公立高等学校の生徒の政治的活動に対する規制の合理性
退学処分取消請求控訴事件
【事件番号】 東京高等裁判所判決/昭和48年(行コ)第74号
【判決日付】 昭和52年3月8日
【判示事項】 1、公立高等学校に在学中退学処分を受けたまま大学に入学しもはや高等学校に復帰する意思を有しない者に退学処分取消の訴の利益が肯認された事例
2、公立高等学校の生徒の政治的活動に対する規制の合理性
3、公立高等学校の生徒に対する退学処分の効力が肯認された事例
【参照条文】 行政事件訴訟法9
学校教育法11
【掲載誌】 判例時報856号26頁
【評釈論文】 別冊ジュリスト118号106頁
行政事件訴訟法
(原告適格)
第九条 処分の取消しの訴え及び裁決の取消しの訴え(以下「取消訴訟」という。)は、当該処分又は裁決の取消しを求めるにつき法律上の利益を有する者(処分又は裁決の効果が期間の経過その他の理由によりなくなつた後においてもなお処分又は裁決の取消しによつて回復すべき法律上の利益を有する者を含む。)に限り、提起することができる。

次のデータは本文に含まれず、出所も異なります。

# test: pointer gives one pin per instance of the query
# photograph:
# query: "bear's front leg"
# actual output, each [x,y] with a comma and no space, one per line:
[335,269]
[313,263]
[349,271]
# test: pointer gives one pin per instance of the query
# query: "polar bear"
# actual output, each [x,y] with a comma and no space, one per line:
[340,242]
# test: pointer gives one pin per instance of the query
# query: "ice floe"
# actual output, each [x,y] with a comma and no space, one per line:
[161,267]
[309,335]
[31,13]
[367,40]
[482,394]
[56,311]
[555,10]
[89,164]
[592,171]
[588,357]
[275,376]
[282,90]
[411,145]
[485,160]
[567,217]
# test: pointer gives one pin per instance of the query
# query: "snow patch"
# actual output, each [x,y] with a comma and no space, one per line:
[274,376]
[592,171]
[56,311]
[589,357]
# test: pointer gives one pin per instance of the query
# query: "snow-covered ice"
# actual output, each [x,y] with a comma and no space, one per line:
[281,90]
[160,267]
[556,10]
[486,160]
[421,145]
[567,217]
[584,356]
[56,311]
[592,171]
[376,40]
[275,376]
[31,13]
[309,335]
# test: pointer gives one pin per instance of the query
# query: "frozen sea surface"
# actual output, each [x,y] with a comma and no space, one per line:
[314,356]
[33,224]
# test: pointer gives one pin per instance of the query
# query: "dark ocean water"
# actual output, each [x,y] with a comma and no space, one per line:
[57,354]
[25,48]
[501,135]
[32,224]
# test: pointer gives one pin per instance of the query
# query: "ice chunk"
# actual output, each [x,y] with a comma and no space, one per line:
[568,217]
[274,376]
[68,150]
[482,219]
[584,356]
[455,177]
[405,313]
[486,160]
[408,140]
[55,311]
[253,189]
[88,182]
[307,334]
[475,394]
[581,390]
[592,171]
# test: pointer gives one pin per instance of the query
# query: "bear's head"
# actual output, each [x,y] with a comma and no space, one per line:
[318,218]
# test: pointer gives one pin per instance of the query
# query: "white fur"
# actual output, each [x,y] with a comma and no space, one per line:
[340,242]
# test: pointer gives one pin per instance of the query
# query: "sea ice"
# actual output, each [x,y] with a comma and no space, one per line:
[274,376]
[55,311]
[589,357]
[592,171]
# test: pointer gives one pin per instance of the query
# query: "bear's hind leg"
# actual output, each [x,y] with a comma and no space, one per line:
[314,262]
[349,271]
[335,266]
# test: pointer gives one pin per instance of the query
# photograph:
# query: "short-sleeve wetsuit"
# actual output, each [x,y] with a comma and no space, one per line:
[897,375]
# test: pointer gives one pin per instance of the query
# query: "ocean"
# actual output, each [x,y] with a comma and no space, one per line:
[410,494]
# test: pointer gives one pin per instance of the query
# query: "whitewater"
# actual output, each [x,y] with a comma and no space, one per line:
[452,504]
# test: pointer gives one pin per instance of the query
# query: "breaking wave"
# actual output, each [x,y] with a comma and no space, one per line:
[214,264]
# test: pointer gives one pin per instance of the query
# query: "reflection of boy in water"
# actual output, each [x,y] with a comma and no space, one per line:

2 裁判所は、処分又は裁決の相手方以外の者について前項に規定する法律上の利益の有無を判断するに当たつては、当該処分又は裁決の根拠となる法令の規定の文言のみによることなく、当該法令の趣旨及び目的並びに当該処分において考慮されるべき利益の内容及び性質を考慮するものとする。この場合において、当該法令の趣旨及び目的を考慮するに当たつては、当該法令と目的を共通にする関係法令があるときはその趣旨及び目的をも参酌するものとし、当該利益の内容及び性質を考慮するに当たつては、当該処分又は裁決がその根拠となる法令に違反してされた場合に害されることとなる利益の内容及び性質並びにこれが害される態様及び程度をも勘案するものとする。
学校教育法
第十一条 校長及び教員は、教育上必要があると認めるときは、文部科学大臣の定めるところにより、児童、生徒及び学生に懲戒を加えることができる。ただし、体罰を加えることはできない。
第五十九条 高等学校に関する入学、退学、転学その他必要な事項は、文部科学大臣が、これを定める。
学校教育法施行規則
第九十四条 生徒が、休学又は退学をしようとするときは、校長の許可を受けなければならない。